Lately Hannah has been working on addition and subtraction. She found a game I used to use with my kids back when I taught elementary school and she's been asking to play it about every single day. It's called peanut butter and jelly and basically the goal is to be the first person to build you sandwich by answering math problems to earn your bread, jelly, etc. She has both addition and subtraction with the counters down, but the game mixes the problems up and she has trouble switching from one type of problem to the other. She gets into the pattern of one type of problem and then can't quite switch gears quickly enough. Kyle's been trying to teach her to use her fingers instead of the counters (I think he's just too lazy to get out the counters!) and she's actually doing pretty well with that too, but she's a little less accurate with her fingers since sometimes she accidentally moves a finger when she isn't supposed to.

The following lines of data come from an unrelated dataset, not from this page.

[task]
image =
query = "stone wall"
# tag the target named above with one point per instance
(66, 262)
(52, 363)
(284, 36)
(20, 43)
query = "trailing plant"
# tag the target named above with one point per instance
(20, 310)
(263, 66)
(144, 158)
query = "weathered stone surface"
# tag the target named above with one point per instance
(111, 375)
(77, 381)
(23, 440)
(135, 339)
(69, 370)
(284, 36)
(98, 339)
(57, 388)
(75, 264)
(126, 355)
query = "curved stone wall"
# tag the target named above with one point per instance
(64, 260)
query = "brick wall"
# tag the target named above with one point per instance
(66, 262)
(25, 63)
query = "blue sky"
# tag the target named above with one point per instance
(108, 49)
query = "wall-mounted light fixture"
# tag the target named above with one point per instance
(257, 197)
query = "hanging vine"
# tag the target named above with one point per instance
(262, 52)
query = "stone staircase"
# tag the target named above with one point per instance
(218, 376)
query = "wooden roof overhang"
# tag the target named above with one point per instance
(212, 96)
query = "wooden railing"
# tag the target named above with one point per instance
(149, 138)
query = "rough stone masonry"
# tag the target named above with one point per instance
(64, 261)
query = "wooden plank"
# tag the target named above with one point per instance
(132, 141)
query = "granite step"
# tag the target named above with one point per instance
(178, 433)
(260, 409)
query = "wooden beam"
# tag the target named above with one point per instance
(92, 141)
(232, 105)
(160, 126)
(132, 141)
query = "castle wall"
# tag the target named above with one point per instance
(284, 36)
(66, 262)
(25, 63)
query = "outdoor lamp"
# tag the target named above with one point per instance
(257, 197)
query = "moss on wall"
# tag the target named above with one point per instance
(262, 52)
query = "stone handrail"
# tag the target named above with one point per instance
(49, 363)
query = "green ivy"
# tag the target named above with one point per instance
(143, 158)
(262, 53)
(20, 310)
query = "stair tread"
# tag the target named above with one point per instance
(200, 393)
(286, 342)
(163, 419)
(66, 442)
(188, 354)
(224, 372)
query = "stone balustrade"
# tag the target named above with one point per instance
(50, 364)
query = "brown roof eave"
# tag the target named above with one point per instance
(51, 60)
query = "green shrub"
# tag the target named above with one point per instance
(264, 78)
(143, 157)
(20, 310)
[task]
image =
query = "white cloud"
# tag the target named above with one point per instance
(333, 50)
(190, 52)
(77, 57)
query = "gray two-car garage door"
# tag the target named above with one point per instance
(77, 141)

Hannah's spelling is coming right along too. She's to the point where she can phonetically spell about anything she wants to spell and I can usually figure out what she meant if it's not spelled correctly. She still smashes all her words together with no spaces in between (we're working on that!) so that can sometimes hinder her legibility, but over all she does an excellent job with her writing. She's fast at sounding out how to spell the words too so this is making it easier for her to compose sentences since she doesn't lose her train of thought as much while she's trying to figure out a word. When she dictates stories to me for me to copy down she goes at the speed of light, so fast I can hardly keep up. That just shows me how fast her brain works. A month or two ago I mentioned her writing and promised to transcribe a few of her stories here for you all to enjoy. Today seems like a good day for a Hannah story so here goes. The first story is entitled How Pat the Rat was Born


Pat the Rat was once born because he was born in his mother. Because his father was watching, the baby came out. And the baby finally came out in the hospital. When he was a baby he first started not talking. Then when he was grown up he started squealing like his mother and father. His mother started not feeding him because he started feeding himself and then he was 110 years old. His mother and father took him to the park, and the beach, and the airport to go to Indiana. And then he flew back to Rhode Island so he could get his home. So he could play with his ball in the back yard.

In this next writing we had been learning about what dialogue is and how to write a back and forth conversation. She told me about an imaginary conversation she had with her friend Colin. So, without further ado, Dialogue with Colin

I wish I had a carthorse.

What? You wish you had a carthorse!

I want to be a princess and it would pull me to the castle to dance.

It would pull you to different places.

No, it would pull me to the ball.
I guess you're right.

I wish, oh I wish that would come true because it would take me to the ball.

Yes, it would come true if you would sleep every month then it would come true, but I don't think it will said Colin.


If you are wondering about her choice of the word "carthorse," we had just read a story about an old carthorse from the Dales in England so the word was fresh on her mind. I thought she used it quite well though!